Gene Size: 74578 bp (167747816 to 167822393)Complement


No of Exons: 25

Description:

This gene encodes an essential cofactor of the blood coagulation cascade. This factor circulates in plasma, and is converted to the active form by the release of the activation peptide by thrombin during coagulation. This generates a heavy chain and a light chain which are held together by calcium ions. The activated protein is a cofactor that participates with activated coagulation factor X to activate prothrombin to thrombin. Defects in this gene result in either an autosomal recessive hemorrhagic diathesis or an autosomal dominant form of thrombophilia, which is known as activated protein C resistance.

Disease :
factor V Leiden thrombophilia

A specific mutation in the F5 gene is responsible for factor V Leiden thrombophilia. Thrombophilia is an increased tendency to form abnormal blood clots in blood vessels. The factor V Leiden mutation changes a single protein building block (amino acid) in the factor V protein. Specifically, this mutation replaces the amino acid arginine with the amino acid glutamine at protein position 506 (written as Arg506Gln). The factor V Leiden mutation affects one of the sites where APC cleaves the factor Va protein, slowing the rate at which factor V is inactivated. This genetic change also prevents factor V from working with APC to inactivate factor VIIIa. As a result, the clotting process continues longer than usual, increasing the chance of developing abnormal blood clots.

    Some mutations in the F5 gene prevent the production of a functional factor V protein or decrease the amount of the protein in the bloodstream. When present in two copies of the F5 gene, these mutations lead to a rare condition called factor V deficiency or parahemophilia. A reduced amount of functional factor V prevents blood from clotting normally, causing episodes of abnormal bleeding that can range from mild to severe.

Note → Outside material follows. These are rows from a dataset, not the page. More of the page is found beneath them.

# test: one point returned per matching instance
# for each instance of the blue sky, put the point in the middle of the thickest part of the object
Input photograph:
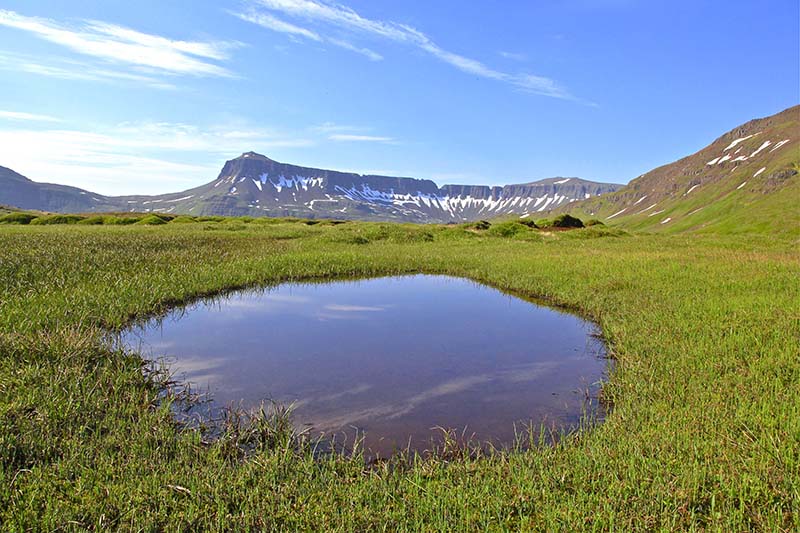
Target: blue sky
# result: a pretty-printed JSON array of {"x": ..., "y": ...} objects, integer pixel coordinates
[{"x": 152, "y": 96}]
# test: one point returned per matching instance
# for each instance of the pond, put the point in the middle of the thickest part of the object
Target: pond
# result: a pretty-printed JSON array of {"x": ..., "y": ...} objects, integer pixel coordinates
[{"x": 389, "y": 358}]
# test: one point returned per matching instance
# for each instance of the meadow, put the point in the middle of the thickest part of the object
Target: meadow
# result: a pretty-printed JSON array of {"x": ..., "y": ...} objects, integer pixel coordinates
[{"x": 703, "y": 429}]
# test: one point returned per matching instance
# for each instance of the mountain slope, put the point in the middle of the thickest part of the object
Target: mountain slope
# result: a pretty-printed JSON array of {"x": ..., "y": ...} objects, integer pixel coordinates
[
  {"x": 745, "y": 180},
  {"x": 255, "y": 185},
  {"x": 18, "y": 191}
]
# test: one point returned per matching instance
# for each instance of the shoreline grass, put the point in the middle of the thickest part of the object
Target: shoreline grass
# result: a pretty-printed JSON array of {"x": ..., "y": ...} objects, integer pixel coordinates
[{"x": 704, "y": 433}]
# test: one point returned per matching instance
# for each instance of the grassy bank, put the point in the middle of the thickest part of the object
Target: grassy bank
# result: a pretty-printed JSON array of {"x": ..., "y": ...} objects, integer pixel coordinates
[{"x": 704, "y": 432}]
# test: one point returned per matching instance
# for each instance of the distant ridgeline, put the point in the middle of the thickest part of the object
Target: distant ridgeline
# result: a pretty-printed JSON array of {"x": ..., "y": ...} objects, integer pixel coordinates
[
  {"x": 745, "y": 180},
  {"x": 255, "y": 185}
]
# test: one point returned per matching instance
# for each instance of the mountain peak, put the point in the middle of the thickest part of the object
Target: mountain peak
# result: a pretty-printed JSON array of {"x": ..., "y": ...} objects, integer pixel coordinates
[{"x": 254, "y": 155}]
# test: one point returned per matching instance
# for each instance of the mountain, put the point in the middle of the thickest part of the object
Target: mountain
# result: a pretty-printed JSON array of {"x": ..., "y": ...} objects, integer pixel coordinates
[
  {"x": 745, "y": 180},
  {"x": 255, "y": 185},
  {"x": 18, "y": 191}
]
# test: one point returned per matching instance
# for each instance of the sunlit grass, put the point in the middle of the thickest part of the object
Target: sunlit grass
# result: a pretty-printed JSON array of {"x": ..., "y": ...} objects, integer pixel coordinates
[{"x": 704, "y": 431}]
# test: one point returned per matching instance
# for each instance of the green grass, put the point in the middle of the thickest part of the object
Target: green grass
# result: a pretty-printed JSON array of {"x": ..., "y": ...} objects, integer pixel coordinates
[{"x": 704, "y": 433}]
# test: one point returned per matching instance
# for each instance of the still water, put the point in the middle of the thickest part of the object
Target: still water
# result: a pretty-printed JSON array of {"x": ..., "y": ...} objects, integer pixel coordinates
[{"x": 391, "y": 357}]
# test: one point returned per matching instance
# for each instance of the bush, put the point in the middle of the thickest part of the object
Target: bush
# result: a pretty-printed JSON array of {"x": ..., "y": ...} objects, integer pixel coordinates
[
  {"x": 561, "y": 221},
  {"x": 122, "y": 221},
  {"x": 567, "y": 221},
  {"x": 56, "y": 219},
  {"x": 93, "y": 221},
  {"x": 17, "y": 218},
  {"x": 508, "y": 229},
  {"x": 151, "y": 220},
  {"x": 183, "y": 219}
]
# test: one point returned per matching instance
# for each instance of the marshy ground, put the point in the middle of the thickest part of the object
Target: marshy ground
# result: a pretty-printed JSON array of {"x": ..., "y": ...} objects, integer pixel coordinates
[{"x": 704, "y": 431}]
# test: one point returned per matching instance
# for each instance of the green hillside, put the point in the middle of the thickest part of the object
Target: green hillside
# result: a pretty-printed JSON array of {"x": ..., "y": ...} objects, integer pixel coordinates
[{"x": 745, "y": 181}]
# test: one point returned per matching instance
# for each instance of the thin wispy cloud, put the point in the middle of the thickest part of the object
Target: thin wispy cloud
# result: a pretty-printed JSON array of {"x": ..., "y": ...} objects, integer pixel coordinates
[
  {"x": 344, "y": 18},
  {"x": 129, "y": 158},
  {"x": 366, "y": 52},
  {"x": 514, "y": 56},
  {"x": 271, "y": 22},
  {"x": 27, "y": 117},
  {"x": 121, "y": 45},
  {"x": 348, "y": 137},
  {"x": 64, "y": 69}
]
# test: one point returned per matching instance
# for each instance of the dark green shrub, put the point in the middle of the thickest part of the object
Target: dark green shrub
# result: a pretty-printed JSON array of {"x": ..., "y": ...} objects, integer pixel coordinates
[
  {"x": 151, "y": 220},
  {"x": 96, "y": 220},
  {"x": 508, "y": 229},
  {"x": 56, "y": 219},
  {"x": 183, "y": 219},
  {"x": 17, "y": 218},
  {"x": 122, "y": 221},
  {"x": 567, "y": 221}
]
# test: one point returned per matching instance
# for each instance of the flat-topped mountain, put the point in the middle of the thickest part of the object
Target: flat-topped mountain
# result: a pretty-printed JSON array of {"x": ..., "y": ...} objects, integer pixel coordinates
[
  {"x": 745, "y": 179},
  {"x": 255, "y": 185}
]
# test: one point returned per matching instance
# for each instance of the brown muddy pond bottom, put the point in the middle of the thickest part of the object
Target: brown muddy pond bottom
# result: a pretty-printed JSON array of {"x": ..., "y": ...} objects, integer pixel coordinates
[{"x": 390, "y": 359}]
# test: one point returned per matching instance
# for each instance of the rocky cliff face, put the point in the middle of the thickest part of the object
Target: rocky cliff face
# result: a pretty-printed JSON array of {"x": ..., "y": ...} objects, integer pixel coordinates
[
  {"x": 255, "y": 185},
  {"x": 755, "y": 164}
]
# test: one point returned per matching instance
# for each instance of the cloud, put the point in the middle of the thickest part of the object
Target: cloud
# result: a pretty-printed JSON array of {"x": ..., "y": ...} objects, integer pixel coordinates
[
  {"x": 120, "y": 45},
  {"x": 345, "y": 18},
  {"x": 347, "y": 137},
  {"x": 270, "y": 22},
  {"x": 31, "y": 117},
  {"x": 366, "y": 52},
  {"x": 513, "y": 56},
  {"x": 132, "y": 158},
  {"x": 75, "y": 70}
]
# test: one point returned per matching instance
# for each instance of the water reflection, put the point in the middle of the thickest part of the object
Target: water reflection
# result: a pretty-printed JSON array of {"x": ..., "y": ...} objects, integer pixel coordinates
[{"x": 394, "y": 357}]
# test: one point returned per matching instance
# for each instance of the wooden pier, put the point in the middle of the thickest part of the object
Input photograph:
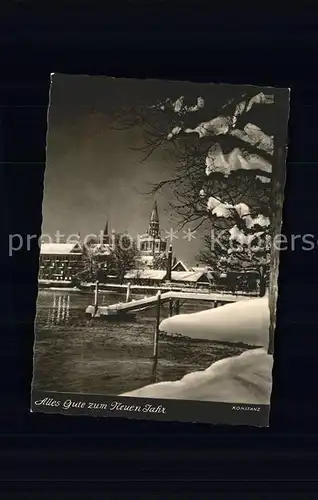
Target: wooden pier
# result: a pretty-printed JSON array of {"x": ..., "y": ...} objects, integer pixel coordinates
[
  {"x": 121, "y": 308},
  {"x": 124, "y": 310}
]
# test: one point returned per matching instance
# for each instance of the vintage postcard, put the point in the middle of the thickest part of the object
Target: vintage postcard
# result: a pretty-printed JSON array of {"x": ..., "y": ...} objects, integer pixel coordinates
[{"x": 160, "y": 249}]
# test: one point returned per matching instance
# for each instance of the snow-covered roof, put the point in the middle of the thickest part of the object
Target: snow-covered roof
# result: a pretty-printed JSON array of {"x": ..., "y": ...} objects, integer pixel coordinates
[
  {"x": 180, "y": 263},
  {"x": 189, "y": 276},
  {"x": 101, "y": 248},
  {"x": 203, "y": 269},
  {"x": 59, "y": 248},
  {"x": 153, "y": 274}
]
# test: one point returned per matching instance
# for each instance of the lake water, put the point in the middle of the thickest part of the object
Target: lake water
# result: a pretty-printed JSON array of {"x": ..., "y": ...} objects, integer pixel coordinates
[{"x": 77, "y": 354}]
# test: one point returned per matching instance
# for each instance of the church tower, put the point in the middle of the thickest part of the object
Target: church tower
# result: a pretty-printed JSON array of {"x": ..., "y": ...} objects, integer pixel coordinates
[
  {"x": 154, "y": 222},
  {"x": 151, "y": 245},
  {"x": 106, "y": 235}
]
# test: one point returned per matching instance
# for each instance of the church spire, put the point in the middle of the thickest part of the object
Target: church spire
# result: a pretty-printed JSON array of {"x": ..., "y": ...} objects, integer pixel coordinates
[
  {"x": 105, "y": 234},
  {"x": 154, "y": 221}
]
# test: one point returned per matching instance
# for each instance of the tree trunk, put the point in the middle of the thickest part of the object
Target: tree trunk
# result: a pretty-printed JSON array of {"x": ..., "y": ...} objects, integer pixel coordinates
[{"x": 262, "y": 282}]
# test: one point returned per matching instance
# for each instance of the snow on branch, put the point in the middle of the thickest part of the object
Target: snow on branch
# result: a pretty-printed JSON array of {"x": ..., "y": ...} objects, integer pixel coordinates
[
  {"x": 256, "y": 137},
  {"x": 238, "y": 235},
  {"x": 237, "y": 159},
  {"x": 179, "y": 105},
  {"x": 220, "y": 209}
]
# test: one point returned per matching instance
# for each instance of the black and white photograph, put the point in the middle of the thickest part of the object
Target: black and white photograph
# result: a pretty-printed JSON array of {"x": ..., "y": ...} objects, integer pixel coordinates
[{"x": 159, "y": 253}]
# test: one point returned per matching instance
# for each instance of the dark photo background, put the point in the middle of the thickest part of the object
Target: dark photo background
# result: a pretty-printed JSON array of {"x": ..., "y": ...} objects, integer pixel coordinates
[{"x": 136, "y": 42}]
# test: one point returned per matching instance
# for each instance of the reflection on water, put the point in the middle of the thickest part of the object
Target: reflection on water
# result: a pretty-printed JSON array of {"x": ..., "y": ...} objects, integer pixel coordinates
[{"x": 77, "y": 354}]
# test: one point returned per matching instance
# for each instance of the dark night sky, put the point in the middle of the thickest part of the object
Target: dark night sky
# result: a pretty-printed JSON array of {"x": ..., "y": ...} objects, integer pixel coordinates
[{"x": 92, "y": 174}]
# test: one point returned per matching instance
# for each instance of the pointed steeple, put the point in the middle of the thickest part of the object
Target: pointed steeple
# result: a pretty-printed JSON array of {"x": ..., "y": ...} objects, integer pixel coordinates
[
  {"x": 154, "y": 222},
  {"x": 105, "y": 234}
]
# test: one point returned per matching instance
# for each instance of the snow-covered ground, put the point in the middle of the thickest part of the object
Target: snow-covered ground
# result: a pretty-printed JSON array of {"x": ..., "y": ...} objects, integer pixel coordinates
[
  {"x": 243, "y": 379},
  {"x": 244, "y": 321}
]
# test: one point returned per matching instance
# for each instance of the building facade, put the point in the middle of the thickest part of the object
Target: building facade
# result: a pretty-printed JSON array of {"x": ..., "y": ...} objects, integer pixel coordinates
[{"x": 60, "y": 261}]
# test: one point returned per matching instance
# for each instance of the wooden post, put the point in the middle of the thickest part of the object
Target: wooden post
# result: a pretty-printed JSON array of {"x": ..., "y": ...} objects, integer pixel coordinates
[
  {"x": 170, "y": 307},
  {"x": 128, "y": 292},
  {"x": 96, "y": 297},
  {"x": 156, "y": 336}
]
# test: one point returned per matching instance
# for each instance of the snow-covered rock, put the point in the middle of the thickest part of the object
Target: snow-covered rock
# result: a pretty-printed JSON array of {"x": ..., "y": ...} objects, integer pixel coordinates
[
  {"x": 243, "y": 379},
  {"x": 245, "y": 321}
]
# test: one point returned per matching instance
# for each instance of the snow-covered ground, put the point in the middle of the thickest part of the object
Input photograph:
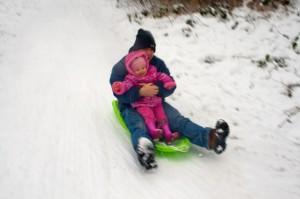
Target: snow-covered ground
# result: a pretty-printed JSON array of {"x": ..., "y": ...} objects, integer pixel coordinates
[{"x": 60, "y": 139}]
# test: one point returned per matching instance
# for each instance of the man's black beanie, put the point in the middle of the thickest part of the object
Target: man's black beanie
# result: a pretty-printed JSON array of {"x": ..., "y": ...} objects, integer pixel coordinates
[{"x": 144, "y": 39}]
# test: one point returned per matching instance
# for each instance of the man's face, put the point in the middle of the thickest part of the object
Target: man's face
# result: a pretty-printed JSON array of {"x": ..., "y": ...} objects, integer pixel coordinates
[{"x": 149, "y": 52}]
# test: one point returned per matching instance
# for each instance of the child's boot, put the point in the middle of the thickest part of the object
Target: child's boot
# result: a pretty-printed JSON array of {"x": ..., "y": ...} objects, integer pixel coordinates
[
  {"x": 217, "y": 137},
  {"x": 155, "y": 133},
  {"x": 145, "y": 152}
]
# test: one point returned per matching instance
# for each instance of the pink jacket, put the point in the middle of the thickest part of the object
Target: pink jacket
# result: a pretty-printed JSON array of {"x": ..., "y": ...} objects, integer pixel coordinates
[{"x": 151, "y": 77}]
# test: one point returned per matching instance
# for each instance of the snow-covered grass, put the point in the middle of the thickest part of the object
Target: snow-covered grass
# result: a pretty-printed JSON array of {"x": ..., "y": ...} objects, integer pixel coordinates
[{"x": 60, "y": 139}]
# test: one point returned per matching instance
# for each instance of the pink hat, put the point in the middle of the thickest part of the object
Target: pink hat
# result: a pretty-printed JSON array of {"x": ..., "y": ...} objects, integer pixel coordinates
[{"x": 132, "y": 56}]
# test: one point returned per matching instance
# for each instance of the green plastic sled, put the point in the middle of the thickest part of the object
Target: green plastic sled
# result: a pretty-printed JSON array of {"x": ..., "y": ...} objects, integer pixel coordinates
[{"x": 181, "y": 145}]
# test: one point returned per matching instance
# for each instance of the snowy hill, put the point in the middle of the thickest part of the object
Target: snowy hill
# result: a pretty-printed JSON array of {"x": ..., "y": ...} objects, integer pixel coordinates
[{"x": 60, "y": 139}]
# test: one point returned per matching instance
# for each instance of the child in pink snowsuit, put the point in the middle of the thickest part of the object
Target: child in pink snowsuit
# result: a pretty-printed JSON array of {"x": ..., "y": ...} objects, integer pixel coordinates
[{"x": 140, "y": 72}]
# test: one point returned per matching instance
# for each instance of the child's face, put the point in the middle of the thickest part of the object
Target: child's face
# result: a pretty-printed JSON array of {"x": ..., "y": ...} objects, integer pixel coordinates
[{"x": 139, "y": 67}]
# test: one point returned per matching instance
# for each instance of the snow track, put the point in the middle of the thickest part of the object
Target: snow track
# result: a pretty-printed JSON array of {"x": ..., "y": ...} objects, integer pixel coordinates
[{"x": 59, "y": 137}]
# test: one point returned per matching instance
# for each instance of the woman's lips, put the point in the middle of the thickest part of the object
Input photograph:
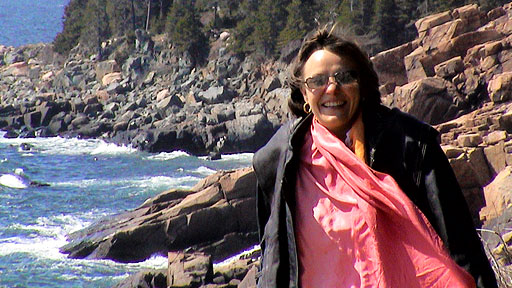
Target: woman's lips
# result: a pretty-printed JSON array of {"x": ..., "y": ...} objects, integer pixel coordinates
[{"x": 333, "y": 104}]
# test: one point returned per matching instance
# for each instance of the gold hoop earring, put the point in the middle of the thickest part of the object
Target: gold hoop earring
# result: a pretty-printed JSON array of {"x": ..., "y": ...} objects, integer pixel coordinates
[{"x": 306, "y": 107}]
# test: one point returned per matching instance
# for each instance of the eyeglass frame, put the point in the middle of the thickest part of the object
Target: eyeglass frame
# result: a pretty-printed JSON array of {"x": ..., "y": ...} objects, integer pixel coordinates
[{"x": 354, "y": 77}]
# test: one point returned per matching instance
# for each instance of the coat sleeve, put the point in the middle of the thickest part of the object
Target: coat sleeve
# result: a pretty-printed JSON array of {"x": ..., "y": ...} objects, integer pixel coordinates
[{"x": 452, "y": 217}]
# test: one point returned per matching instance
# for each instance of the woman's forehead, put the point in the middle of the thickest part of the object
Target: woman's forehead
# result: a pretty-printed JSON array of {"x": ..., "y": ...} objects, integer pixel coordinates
[{"x": 322, "y": 61}]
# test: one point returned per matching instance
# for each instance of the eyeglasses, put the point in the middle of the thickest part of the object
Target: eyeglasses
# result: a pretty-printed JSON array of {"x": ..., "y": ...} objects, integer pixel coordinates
[{"x": 322, "y": 80}]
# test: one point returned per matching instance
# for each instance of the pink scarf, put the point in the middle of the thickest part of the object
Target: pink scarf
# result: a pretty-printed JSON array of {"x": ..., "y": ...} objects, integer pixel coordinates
[{"x": 356, "y": 228}]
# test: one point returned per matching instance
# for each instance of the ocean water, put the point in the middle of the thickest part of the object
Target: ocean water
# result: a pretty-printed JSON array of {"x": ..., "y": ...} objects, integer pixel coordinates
[
  {"x": 30, "y": 21},
  {"x": 89, "y": 179}
]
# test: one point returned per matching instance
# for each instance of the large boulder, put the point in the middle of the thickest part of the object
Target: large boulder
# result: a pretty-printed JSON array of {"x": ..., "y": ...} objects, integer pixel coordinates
[
  {"x": 430, "y": 99},
  {"x": 106, "y": 67},
  {"x": 219, "y": 205},
  {"x": 497, "y": 195}
]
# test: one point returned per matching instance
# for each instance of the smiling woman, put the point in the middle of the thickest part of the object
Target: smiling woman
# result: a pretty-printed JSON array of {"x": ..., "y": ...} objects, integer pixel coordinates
[
  {"x": 30, "y": 21},
  {"x": 354, "y": 194}
]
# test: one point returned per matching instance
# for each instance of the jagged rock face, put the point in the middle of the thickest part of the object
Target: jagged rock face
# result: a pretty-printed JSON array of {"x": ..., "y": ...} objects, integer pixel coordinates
[{"x": 175, "y": 220}]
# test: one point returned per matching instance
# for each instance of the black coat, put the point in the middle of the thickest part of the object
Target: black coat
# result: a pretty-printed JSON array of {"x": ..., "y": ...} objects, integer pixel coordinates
[{"x": 396, "y": 144}]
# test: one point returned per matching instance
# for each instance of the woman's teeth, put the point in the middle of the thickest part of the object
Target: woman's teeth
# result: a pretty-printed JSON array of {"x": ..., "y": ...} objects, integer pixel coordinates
[{"x": 333, "y": 104}]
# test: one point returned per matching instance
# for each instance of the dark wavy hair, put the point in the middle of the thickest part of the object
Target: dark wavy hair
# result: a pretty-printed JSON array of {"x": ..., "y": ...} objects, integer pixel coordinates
[{"x": 328, "y": 39}]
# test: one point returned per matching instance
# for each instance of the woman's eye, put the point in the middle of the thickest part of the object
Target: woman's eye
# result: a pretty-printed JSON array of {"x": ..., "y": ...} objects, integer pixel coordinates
[{"x": 318, "y": 80}]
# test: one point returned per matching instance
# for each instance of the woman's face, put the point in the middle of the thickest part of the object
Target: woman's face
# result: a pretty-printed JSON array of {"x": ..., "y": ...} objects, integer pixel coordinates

    A few people have been reported with the factor V Leiden mutation (Arg506Gln) in one copy of the F5 gene in each cell and a mutation associated with factor V deficiency in the other copy of F5. The factor V Leiden mutation results in the production of an abnormal factor V protein that is resistant to inactivation by APC, while the other mutation prevents the production of any factor V protein. People with this combination of mutations appear to have a risk of developing abnormal blood clots similar to the risk faced by people who have two copies of the factor V Leiden mutation. This condition is known as pseudo-homozygous APC resistance.